6B.4 Structures, temperature fronts, and intermittent behavior in stable boundary layers

Tuesday, 10 June 2014: 11:15 AM
John Charles Suite (Queens Hotel)
Peter P. Sullivan, NCAR, Boulder, CO; and J. C. Weil, E. G. Patton, and D. V. Mironov

Past observational and computational evidence clearly demonstrates that coherent structures are key agents for generating turbulent fluxes of momentum and scalars in geophysical boundary layers. In the present work, we seek to identify coherent structures in the less-studied weakly stable boundary layer using fine mesh databases generated by large-eddy simulation (LES). The canonical boundary-layer studied is the GABLS-1 weakly stable Arctic boundary layer described by Beare et al. (2006). The LES are performed with (200^3, 512^3, 1024^3) meshes in a 400^3 meter domain with spatial resolution varying from (2, 0.78, 0.39) m over a time period of nearly 10 hours; this equates to almost 900,000 time steps for the finest resolution simulation. We find that the boundary layer statistics change markedly when the resolution jumps from 2 m to 0.78 m, but less so when the resolution decreases from 0.78 m to 0.39 m. The bulk Richardson number is a sensitive indicator of the simulation resolution and decreases with finer resolution primarily as a consequence of changing mean shear.
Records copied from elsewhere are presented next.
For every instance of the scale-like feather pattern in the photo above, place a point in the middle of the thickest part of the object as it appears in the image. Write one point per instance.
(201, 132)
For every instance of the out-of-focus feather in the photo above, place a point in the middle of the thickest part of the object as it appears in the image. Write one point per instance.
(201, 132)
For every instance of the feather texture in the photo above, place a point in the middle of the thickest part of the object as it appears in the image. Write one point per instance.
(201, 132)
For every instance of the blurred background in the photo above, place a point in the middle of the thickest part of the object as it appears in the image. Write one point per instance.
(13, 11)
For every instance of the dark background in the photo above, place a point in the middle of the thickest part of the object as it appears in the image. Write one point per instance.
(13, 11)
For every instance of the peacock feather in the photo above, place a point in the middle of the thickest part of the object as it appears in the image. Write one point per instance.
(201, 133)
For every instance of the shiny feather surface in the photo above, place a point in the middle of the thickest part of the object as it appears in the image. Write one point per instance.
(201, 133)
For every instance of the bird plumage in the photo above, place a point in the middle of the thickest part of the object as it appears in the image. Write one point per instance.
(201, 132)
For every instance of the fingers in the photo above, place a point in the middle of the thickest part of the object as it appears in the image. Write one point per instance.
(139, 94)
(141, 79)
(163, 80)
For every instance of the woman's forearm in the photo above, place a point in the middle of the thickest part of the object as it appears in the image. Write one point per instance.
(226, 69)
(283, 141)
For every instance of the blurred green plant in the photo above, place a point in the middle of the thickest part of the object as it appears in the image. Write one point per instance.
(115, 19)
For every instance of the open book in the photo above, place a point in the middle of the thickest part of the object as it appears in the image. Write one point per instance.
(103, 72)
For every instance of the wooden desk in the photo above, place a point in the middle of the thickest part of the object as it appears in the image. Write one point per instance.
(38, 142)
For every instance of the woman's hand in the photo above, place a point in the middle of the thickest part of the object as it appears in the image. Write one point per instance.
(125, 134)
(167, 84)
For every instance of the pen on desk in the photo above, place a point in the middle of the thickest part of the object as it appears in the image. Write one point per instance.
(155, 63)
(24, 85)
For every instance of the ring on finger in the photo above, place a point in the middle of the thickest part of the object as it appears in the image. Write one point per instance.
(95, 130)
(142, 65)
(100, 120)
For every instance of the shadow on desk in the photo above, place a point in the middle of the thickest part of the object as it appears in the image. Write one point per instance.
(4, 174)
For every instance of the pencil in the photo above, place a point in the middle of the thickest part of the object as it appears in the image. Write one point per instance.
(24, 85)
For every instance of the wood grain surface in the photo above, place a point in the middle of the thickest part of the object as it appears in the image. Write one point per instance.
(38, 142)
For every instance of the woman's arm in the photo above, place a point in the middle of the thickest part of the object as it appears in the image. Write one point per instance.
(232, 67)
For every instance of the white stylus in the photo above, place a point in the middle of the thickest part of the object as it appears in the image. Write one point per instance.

As part of the analysis, we use a suite of eduction techniques, namely linear-stochastic estimation, two-point spatial correlations and flow visualization, to identify the dominate structures in these stable boundary layers. Similar to neutral boundary layers, we find coherent vortical structures emanate from the surface, tilt forward, and fill the boundary layer. As a consequence of the coherent structures and background stable stratification large-scale forward-leaning (tilted) temperature fronts emerge. We emphasize that the temperature fronts are spawned internally in the boundary layer, ie with no heterogenous forcing. Instantaneous vertical temperature transects at fixed x-y locations, which cut across the temperature fronts, then appear spatially intermittent. Flow visualization confirms a strong correlation between the instantaneous local vertical temperature gradient and the temperature fronts induced by the coherent structures. We speculate that these stable boundary-layer dynamics are generic features that can be used to partially interpret the temperature intermittency observed from kites and tethered balloons (eg., Balsley et al 2003).